Despite these efforts, recruits still have to make due with meager resources. They have to buy their military uniform out of their own pockets and they have to suffer through months-long salary payment delays. Families also volunteer to provide food for soldiers manning checkpoints.

The soldiers’ deep desire to rid their country of terrorists and extremists is their main motivation in putting up with these poor conditions.

The security situation has deteriorated so much that people avoid highways where extremists lie in ambush. Heading from city to city is also a monumental and risky task, with travelers making dozens of telephone calls to ensure that they are traversing safe routes. Dozens of people have fallen victim to the extremists that have taken over the 476 kilometer coastal highway connecting Tubrok to Benghazi.

The Qataan soldier at the Abou al-Sahel checkpoint declared: “I am standing here to defend my family. Fulfilling such a duty does not hinge on a salary.”

During a previous interview with Asharq Al-Awsat, LNA spokesman Ahmed al-Mismari said that the forces realize that liberating cities from terrorists does not mean the demise of terror.

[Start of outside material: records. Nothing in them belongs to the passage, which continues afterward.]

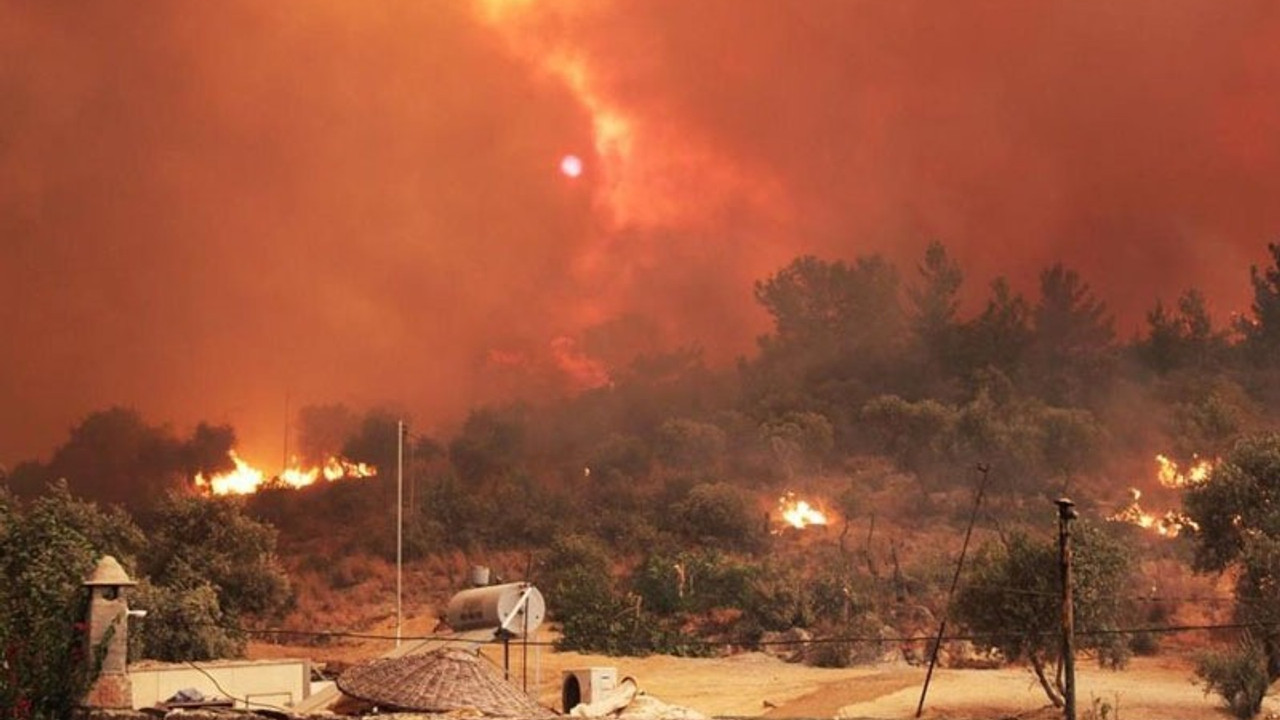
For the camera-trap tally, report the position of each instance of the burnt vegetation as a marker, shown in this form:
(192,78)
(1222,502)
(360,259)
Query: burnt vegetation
(647,507)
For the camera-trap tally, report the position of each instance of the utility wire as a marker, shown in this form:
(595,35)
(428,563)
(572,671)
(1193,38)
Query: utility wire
(972,637)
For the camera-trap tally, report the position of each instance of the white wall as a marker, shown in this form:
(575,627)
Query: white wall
(251,683)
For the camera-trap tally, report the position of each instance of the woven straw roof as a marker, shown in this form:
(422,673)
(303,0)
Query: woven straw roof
(444,680)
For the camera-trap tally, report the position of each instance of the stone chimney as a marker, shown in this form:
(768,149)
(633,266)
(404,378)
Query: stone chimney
(109,634)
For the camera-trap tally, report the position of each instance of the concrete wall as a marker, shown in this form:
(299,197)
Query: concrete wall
(251,683)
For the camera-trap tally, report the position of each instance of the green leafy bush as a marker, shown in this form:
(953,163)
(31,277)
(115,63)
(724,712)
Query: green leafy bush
(1239,677)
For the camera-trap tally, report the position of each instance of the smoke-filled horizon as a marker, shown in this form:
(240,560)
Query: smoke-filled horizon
(219,212)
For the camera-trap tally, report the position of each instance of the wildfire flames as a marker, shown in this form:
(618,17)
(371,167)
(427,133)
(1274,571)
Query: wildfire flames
(246,478)
(1171,477)
(1170,523)
(799,513)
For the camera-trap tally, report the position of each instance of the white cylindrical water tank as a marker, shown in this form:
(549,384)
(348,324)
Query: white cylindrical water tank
(516,607)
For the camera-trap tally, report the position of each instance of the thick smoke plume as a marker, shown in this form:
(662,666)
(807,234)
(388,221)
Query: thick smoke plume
(206,209)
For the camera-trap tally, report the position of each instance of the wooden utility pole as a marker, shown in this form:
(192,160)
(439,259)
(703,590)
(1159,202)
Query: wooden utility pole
(955,580)
(1065,514)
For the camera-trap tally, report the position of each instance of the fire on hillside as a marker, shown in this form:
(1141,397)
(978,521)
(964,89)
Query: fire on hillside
(246,478)
(1170,523)
(799,514)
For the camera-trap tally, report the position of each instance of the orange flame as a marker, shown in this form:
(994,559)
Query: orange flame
(246,478)
(1171,477)
(799,513)
(1170,523)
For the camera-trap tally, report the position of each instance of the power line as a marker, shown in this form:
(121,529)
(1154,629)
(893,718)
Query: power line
(970,637)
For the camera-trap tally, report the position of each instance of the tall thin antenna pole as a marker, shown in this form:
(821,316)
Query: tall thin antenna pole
(400,523)
(1065,514)
(955,579)
(284,461)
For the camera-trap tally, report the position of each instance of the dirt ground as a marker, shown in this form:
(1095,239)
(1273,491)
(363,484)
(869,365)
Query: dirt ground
(759,686)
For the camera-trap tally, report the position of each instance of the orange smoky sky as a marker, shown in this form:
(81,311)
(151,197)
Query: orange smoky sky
(219,210)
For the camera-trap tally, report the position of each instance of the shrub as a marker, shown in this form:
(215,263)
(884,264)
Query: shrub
(1239,677)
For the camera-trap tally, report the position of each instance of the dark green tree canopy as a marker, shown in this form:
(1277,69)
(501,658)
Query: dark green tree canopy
(1013,596)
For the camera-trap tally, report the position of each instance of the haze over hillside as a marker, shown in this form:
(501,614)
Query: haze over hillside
(225,212)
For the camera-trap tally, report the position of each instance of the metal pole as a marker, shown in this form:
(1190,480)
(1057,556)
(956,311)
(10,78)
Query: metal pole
(1065,514)
(400,523)
(955,579)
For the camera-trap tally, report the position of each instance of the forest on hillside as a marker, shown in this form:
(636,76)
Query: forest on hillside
(647,507)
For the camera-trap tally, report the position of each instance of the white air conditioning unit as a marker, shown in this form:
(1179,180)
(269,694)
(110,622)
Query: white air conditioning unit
(586,684)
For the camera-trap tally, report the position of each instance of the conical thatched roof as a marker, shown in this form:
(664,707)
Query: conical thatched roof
(443,680)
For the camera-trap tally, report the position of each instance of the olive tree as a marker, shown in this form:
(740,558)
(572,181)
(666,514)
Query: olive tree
(1237,515)
(1013,600)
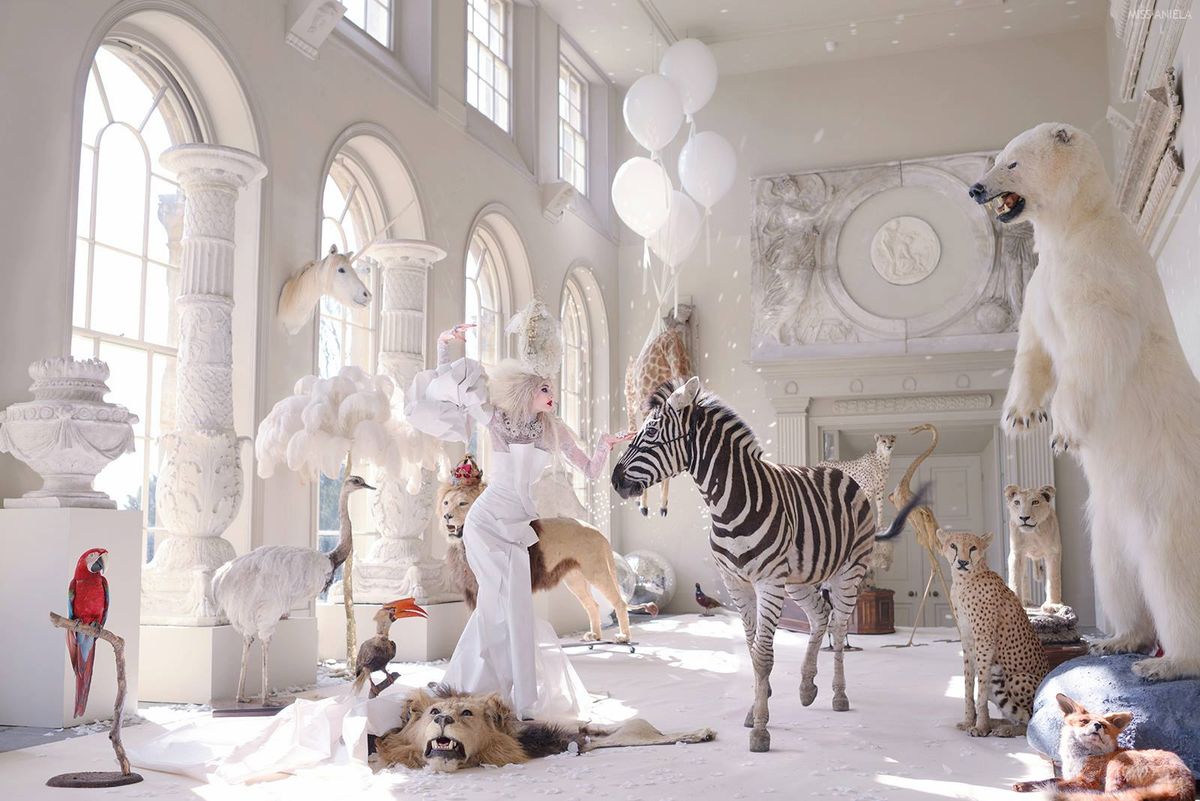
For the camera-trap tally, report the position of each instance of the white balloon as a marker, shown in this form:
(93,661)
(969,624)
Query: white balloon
(653,113)
(677,239)
(691,67)
(707,167)
(641,194)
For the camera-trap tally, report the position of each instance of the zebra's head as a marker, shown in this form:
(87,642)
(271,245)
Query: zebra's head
(660,449)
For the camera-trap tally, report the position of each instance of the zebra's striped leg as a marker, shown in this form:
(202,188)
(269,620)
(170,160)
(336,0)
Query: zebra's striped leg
(839,621)
(762,655)
(813,602)
(844,596)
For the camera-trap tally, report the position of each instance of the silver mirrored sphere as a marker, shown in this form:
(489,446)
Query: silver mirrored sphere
(655,578)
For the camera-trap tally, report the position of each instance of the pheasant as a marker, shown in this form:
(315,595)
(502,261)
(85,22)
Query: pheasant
(376,652)
(706,602)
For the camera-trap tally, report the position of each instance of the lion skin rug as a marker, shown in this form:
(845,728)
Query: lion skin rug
(447,730)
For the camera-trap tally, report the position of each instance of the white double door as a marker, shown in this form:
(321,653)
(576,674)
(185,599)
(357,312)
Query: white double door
(955,493)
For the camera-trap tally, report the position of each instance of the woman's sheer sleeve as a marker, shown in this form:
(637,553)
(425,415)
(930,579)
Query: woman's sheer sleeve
(448,401)
(592,465)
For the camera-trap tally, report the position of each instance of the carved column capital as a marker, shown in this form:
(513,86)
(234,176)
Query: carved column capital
(199,479)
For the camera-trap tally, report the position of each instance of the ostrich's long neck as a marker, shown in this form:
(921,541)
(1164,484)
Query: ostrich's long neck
(339,554)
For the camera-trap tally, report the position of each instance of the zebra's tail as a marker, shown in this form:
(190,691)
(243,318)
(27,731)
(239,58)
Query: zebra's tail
(897,527)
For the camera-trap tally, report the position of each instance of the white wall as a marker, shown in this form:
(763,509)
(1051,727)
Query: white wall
(851,113)
(300,107)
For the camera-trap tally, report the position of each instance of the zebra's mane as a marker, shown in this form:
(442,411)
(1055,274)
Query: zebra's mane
(711,403)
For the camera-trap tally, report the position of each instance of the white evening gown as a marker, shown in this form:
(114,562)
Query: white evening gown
(505,648)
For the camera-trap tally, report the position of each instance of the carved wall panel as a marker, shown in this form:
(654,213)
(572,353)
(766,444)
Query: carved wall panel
(865,259)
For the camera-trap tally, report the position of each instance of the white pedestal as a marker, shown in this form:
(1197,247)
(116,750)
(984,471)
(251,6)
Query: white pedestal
(42,547)
(418,639)
(197,664)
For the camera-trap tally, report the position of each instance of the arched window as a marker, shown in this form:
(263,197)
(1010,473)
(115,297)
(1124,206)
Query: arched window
(487,291)
(127,253)
(487,307)
(576,378)
(351,215)
(349,218)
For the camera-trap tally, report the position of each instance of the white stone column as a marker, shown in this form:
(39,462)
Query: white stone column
(399,564)
(199,476)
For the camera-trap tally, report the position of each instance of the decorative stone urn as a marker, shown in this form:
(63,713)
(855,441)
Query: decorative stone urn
(399,562)
(67,433)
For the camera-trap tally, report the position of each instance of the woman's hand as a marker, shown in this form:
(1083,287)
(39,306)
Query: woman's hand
(457,333)
(612,439)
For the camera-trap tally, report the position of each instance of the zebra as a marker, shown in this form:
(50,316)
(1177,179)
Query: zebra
(805,531)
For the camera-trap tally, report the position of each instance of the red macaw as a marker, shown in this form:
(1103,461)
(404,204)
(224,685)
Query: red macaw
(87,602)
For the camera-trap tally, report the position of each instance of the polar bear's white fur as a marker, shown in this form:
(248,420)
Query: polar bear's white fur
(1098,353)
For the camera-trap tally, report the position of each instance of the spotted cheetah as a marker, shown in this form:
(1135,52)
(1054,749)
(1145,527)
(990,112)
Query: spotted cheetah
(1000,649)
(870,470)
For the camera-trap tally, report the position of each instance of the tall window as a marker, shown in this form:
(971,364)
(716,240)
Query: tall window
(346,335)
(576,379)
(489,80)
(373,17)
(573,142)
(487,308)
(127,254)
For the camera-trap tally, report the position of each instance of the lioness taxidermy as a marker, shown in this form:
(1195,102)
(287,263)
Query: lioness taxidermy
(447,730)
(569,552)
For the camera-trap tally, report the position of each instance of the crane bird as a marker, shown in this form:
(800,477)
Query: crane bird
(256,590)
(376,652)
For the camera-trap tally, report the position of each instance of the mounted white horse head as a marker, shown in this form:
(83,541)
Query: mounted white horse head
(334,276)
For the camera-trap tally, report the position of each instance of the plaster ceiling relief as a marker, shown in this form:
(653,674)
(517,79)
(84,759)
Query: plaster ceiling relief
(883,258)
(905,251)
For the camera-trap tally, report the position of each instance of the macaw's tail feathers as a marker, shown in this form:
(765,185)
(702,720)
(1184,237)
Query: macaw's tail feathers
(83,657)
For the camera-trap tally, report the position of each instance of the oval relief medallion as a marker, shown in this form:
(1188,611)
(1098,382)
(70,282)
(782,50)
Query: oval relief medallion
(905,250)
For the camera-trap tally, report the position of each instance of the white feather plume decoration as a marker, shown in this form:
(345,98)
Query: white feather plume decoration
(312,431)
(539,339)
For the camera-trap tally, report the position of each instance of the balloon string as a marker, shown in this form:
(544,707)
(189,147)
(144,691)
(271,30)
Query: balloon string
(708,239)
(646,264)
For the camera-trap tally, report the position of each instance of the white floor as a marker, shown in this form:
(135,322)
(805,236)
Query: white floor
(897,742)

He instead underlined the need to follow up the liberation with combating terror ideology.

The terrorist threat cannot be defeated as long as the military and police institutions remain divided between eastern and western Libya. The division has also reached general and military intelligence, making it difficult for the LNA to assess terrorist threats in areas outside of its control.

Abou Sawa also stressed the need to defeat terrorist ideology, accusing some clerics of incitement and some people of sympathizing with this rhetoric. The Muslim Brotherhood ideology is also being promoted.

The Libyan people themselves do not differentiate between one extremist group and the other. The names “Muslim Brotherhood”, “al-Qaeda” and “ISIS” are all the same to them. Mismari himself lumps terrorists all in one basket because they all have a common target in the army and the state. Various investigations have revealed that these groups have some form of cooperation between them, compounding the challenge to defeat them.